We have applied all these biophysical methods: x-ray crystallography; intermediate trapping; and TR-WAXS, to study other bacterial rhodopsins such as proteorhodopsin5-7 and sensory rhodopsin II.8,9 In related work we collaborated in characterising the biological function of proteorhodopsin in oceanic bacteria.10,11


References:

1              Edman, K. et al. High-resolution X-ray structure of an early intermediate in the bacteriorhodopsin photocycle. Nature 401, 822-826 (1999).

2              Royant, A. et al. Helix deformation is coupled to vectorial proton transport in the photocycle of bacteriorhodopsin. Nature 406, 645-648 (2000).

3              Edman, K. et al. Deformation of helix C in the low temperature L-intermediate of bacteriorhodopsin. J Biol Chem 279, 2147-2158 (2004).

4              Neutze, R. et al. Bacteriorhodopsin: a high-resolution structural view of vectorial proton transport. Biochim Biophys Acta 1565, 144-167 (2002).

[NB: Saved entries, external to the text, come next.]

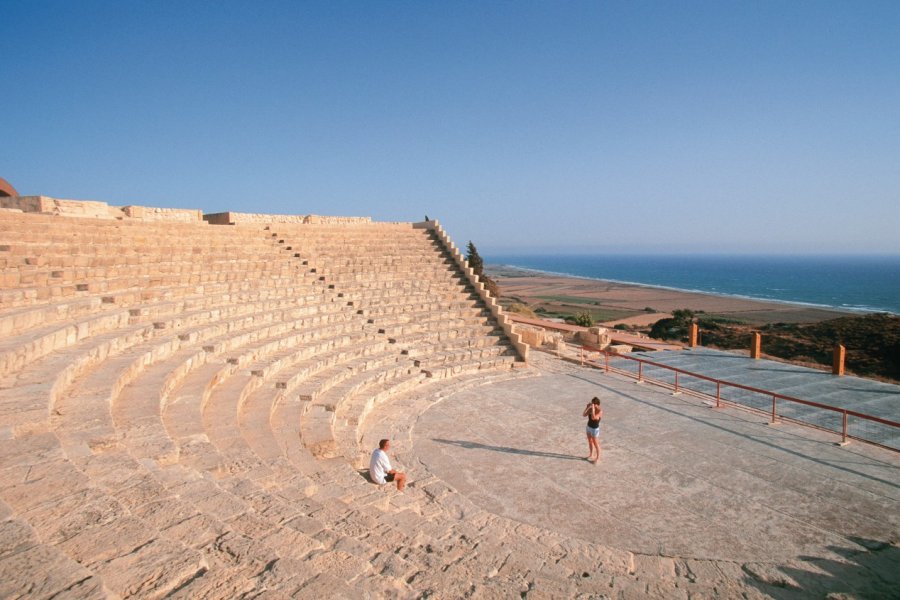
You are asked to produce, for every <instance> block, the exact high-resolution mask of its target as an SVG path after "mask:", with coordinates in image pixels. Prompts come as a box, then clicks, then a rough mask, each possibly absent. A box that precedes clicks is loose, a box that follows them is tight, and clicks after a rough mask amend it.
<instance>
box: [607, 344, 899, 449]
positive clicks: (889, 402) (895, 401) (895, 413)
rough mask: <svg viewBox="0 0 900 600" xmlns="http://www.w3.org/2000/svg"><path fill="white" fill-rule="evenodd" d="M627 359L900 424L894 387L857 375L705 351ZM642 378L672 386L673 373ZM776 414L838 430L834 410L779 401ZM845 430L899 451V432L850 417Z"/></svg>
mask: <svg viewBox="0 0 900 600" xmlns="http://www.w3.org/2000/svg"><path fill="white" fill-rule="evenodd" d="M629 356H633V357H635V358H641V359H644V360H649V361H652V362H655V363H659V364H663V365H667V366H670V367H674V368H677V369H683V370H685V371H689V372H691V373H697V374H699V375H705V376H706V377H712V378H715V379H719V380H722V381H728V382H731V383H737V384H741V385H746V386H750V387H754V388H759V389H764V390H768V391H770V392H775V393H778V394H783V395H785V396H790V397H794V398H799V399H801V400H809V401H811V402H817V403H820V404H825V405H827V406H833V407H835V408H843V409H847V410H854V411H858V412H861V413H864V414H867V415H872V416H875V417H880V418H882V419H887V420H889V421H894V422H900V386H898V385H892V384H889V383H883V382H880V381H874V380H871V379H863V378H861V377H849V376H847V377H836V376H834V375H832V374H831V373H829V372H827V371H821V370H817V369H810V368H807V367H800V366H797V365H791V364H786V363H782V362H777V361H773V360H766V359H758V360H753V359H750V358H748V357H746V356H742V355H740V354H735V353H732V352H723V351H720V350H711V349H708V348H692V349H685V350H682V351H680V352H633V353H631V354H629ZM611 364H613V363H611ZM614 364H615V366H616V367H619V368H624V369H627V370H629V371H636V370H637V363H635V362H633V361H627V360H621V359H619V360H615V361H614ZM644 375H645V376H647V377H651V378H654V379H658V380H662V381H665V382H668V383H670V384H674V380H675V375H674V372H672V371H669V370H667V369H662V368H655V367H645V368H644ZM680 383H681V385H689V386H690V387H691V388H692V389H697V390H700V391H703V392H705V393H707V394H711V395H713V396H714V395H715V390H716V386H715V384H713V383H711V382H707V381H701V380H699V379H691V378H685V377H682V378H681V382H680ZM722 397H723V398H726V399H729V400H732V401H734V402H738V403H740V404H744V405H747V406H752V407H754V408H757V409H760V410H766V411H767V410H771V405H772V399H771V396H767V395H763V394H757V393H753V392H748V391H744V390H740V389H735V388H727V387H723V388H722ZM777 410H778V413H779V414H780V415H783V416H786V417H790V418H792V419H798V420H801V421H804V422H808V423H811V424H814V425H817V426H819V427H824V428H827V429H830V430H833V431H840V430H841V426H842V423H841V415H840V413H837V412H826V411H822V410H819V409H816V408H811V407H807V406H803V405H800V404H792V403H788V402H780V403H779V404H778V406H777ZM848 426H849V433H850V435H852V436H857V437H861V438H864V439H867V440H870V441H873V442H876V443H879V444H883V445H886V446H889V447H892V448H896V449H898V450H900V428H897V427H889V426H884V425H879V424H875V423H872V422H868V421H863V420H860V419H854V418H851V419H850V421H849V424H848Z"/></svg>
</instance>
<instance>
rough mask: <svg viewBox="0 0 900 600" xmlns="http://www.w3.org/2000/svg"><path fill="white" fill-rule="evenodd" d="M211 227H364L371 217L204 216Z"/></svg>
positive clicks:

5              Andersson, M. et al. Structural dynamics of light-driven proton pumps. Structure 17, 1265-1275 (2009).

6              Westenhoff, S. et al. Rapid readout detector captures protein time-resolved WAXS. Nature Methods 7, 775-776 (2010).

7              Malmerberg, E. et al. Time-resolved WAXS reveals accelerated conformational changes in iodoretinal-substituted proteorhodopsin. Biophys J 101, 1345-1353 (2011).

8              Royant, A. et al. X-ray structure of sensory rhodopsin II at 2.1-A resolution. Proc Natl Acad Sci USA 98, 10131-10136 (2001).

9              Edman, K. et al. Early structural rearrangements in the photocycle of an integral membrane sensory receptor. Structure 10, 473-482 (2002).

10           Gómez-Consarnau, L. et al. Light stimulates growth of proteorhodopsin-containing marine Flavobacteria. Nature 445, 210-213 (2007).

11           Gomez-Consarnau, L. et al. Proteorhodopsin phototrophy promotes survival of marine bacteria during starvation. PLoS Biol 8, e1000358 (2010).